The difference between $saved_user->password and $updated_user->password in the assertions (at the end of the test) is that $saved_user at that point in time is the UserRecord instance modified in the memory, and $updated_user at that point in time is the UserRecord instance newly-fetched from the updated record in the database. We need to be sure we don't have mangled data in both cases.

Tip

Stateful programming is hard, and now we see it ourselves.

Fortunately for us, Yii 2 has a functionality integrated into its active records, which allows us to check whether any field was changed. You can choose among the following options:

Method of ActiveRecord

Usage

getOldAttributes()

This method will get the array of original values of attributes of the current active record since the last save() or find() call.

getDirtyAttributes($names = null)

This method will get the array of all the values of the attributes that were changed since the last save() or find() call. Basically, it returns those results from getOldAttributes() that are different from those returned by getAttributes(). You can specify the $names parameter mentioning which particular attributes you are interested in.

isAttributeChanged($name)

This method will check an attribute whether it was changed since the last save() or find() call.

markAttributeDirty($name)

This method will tell Yii that this particular attribute should be treated as changed irrelevant of whether it really is. This way, you can force the resaving of this attribute to the database.

The idea is that only values of "dirty" (changed) attributes are saved into the database when you call the save() method. Obviously, when you create a new record, all attributes are "dirty," so all of them will be saved to the database.
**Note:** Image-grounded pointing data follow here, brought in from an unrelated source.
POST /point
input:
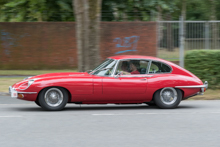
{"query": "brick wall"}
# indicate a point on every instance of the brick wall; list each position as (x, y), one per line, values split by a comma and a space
(52, 45)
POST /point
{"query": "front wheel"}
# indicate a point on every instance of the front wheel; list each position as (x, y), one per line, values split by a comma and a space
(53, 98)
(168, 98)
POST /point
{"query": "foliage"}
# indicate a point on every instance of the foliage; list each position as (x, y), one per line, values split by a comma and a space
(142, 10)
(36, 10)
(206, 65)
(112, 10)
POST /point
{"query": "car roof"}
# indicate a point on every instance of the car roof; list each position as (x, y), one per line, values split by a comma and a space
(119, 57)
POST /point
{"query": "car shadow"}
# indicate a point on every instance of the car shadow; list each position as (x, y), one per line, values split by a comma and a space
(102, 107)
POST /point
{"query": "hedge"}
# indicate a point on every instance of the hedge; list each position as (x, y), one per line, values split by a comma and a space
(205, 64)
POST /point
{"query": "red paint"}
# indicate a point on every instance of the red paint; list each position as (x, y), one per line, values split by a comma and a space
(92, 89)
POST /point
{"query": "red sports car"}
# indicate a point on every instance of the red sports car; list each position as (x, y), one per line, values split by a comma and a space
(125, 79)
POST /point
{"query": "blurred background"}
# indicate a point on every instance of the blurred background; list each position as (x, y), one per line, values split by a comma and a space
(75, 35)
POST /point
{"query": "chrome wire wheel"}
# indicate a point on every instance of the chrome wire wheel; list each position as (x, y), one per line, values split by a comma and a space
(53, 97)
(168, 95)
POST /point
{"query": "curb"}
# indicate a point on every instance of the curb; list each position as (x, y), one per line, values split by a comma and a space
(4, 94)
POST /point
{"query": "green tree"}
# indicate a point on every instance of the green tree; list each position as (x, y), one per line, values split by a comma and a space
(36, 10)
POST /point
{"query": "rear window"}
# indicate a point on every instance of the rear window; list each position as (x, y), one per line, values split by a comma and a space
(159, 67)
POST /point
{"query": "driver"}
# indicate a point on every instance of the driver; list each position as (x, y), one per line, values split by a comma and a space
(125, 67)
(134, 65)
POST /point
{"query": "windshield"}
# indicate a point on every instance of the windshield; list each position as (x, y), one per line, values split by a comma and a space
(105, 68)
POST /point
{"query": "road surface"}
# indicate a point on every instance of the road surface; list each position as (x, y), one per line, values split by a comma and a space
(192, 124)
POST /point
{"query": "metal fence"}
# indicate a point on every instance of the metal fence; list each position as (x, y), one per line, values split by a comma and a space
(196, 35)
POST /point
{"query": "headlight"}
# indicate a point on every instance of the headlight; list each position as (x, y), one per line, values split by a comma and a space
(30, 82)
(25, 85)
(27, 77)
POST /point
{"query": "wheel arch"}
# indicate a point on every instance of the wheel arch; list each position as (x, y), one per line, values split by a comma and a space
(69, 94)
(165, 87)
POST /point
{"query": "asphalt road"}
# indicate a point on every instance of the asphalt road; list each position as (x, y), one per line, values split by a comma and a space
(192, 124)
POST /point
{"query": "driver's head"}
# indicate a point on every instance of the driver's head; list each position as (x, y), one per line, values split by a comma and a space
(134, 65)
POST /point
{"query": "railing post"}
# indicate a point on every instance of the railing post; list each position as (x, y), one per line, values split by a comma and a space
(207, 35)
(182, 39)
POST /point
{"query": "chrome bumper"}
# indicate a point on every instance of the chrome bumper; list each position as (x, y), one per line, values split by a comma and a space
(12, 89)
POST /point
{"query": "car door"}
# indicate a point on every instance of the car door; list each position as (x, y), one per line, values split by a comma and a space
(125, 87)
(130, 87)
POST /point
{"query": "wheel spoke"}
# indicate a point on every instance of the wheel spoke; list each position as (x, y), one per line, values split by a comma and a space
(168, 95)
(53, 97)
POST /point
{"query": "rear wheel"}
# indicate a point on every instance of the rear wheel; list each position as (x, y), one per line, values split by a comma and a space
(53, 98)
(37, 102)
(168, 98)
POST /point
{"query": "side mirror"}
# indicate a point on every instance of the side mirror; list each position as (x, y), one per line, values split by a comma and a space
(119, 74)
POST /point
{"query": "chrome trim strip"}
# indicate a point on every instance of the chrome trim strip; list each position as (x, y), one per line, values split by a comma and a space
(205, 85)
(137, 76)
(27, 92)
(193, 86)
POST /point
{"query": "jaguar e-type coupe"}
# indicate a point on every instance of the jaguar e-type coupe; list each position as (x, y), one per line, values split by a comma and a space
(125, 79)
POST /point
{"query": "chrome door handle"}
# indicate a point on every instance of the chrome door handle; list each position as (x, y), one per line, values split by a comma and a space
(143, 79)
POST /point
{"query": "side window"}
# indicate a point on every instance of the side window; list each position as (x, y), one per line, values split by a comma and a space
(159, 67)
(132, 67)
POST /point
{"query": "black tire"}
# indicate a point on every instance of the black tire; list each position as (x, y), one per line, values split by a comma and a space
(160, 98)
(37, 102)
(53, 99)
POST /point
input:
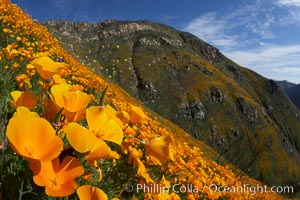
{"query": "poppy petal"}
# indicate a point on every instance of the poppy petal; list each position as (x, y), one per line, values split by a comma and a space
(113, 132)
(88, 192)
(100, 150)
(95, 117)
(80, 138)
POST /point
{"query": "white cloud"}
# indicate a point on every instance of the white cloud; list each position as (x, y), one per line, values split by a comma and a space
(212, 30)
(245, 35)
(289, 3)
(273, 61)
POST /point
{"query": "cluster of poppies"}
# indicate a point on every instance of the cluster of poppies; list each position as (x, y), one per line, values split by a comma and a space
(67, 122)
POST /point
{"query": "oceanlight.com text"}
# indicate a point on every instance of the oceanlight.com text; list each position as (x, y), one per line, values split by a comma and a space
(213, 188)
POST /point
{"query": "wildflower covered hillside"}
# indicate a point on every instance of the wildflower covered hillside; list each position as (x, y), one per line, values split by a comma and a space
(66, 132)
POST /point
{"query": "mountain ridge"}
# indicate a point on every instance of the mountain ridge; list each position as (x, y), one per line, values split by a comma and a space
(211, 97)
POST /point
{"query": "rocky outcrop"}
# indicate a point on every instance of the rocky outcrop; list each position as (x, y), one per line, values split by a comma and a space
(248, 119)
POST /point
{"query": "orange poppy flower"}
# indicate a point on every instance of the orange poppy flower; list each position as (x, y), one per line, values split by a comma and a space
(88, 192)
(142, 171)
(91, 140)
(73, 102)
(10, 52)
(159, 149)
(33, 137)
(46, 67)
(58, 178)
(26, 98)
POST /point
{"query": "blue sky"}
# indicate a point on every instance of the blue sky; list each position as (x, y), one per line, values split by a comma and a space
(263, 35)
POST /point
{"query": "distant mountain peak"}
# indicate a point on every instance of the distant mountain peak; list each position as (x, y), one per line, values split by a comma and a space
(247, 118)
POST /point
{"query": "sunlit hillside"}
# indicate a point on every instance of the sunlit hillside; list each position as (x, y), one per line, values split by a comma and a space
(66, 132)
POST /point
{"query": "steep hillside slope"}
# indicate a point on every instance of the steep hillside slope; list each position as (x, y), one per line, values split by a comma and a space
(37, 74)
(245, 117)
(285, 84)
(294, 94)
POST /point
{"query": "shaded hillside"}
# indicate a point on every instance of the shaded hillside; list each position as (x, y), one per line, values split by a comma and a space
(285, 84)
(294, 94)
(245, 117)
(36, 73)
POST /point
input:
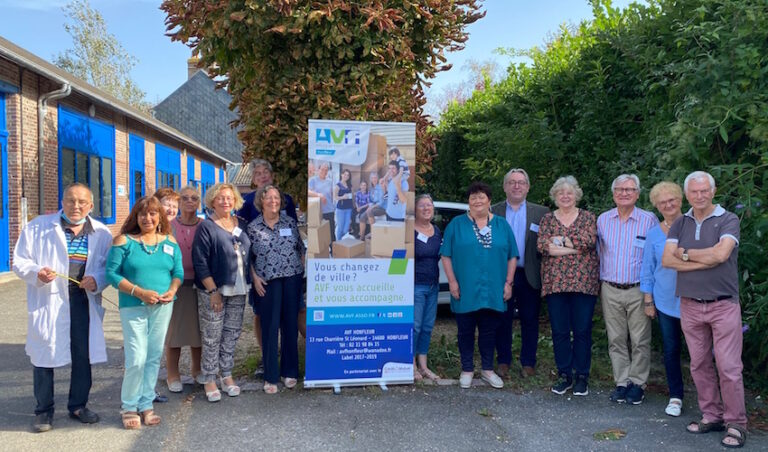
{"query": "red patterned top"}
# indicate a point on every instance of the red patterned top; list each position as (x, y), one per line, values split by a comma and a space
(578, 272)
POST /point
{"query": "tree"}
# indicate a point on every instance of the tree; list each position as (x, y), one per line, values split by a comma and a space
(286, 61)
(97, 56)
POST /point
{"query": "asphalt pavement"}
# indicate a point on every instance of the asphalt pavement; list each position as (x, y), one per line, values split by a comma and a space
(412, 418)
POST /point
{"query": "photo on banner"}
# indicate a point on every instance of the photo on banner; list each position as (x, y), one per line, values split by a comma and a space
(360, 233)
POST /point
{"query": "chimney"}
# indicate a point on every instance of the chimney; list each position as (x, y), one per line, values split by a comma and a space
(192, 67)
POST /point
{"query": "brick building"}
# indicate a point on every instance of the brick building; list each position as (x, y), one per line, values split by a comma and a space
(56, 129)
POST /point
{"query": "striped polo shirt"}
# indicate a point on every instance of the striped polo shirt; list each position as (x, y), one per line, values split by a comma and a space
(77, 249)
(620, 244)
The method named isAttributeChanged() is exactly what we need. Just adding one line to the beforeSave() handler as follows makes our test pass:

    public function beforeSave($insert)
    {
        ...
        if ($this->isAttributeChanged('password'))
            $this->password = Security::generatePasswordHash($this->password);
        ...
    }

So, we don't unnecessarily rehash the password now. The backend of user management is now complete.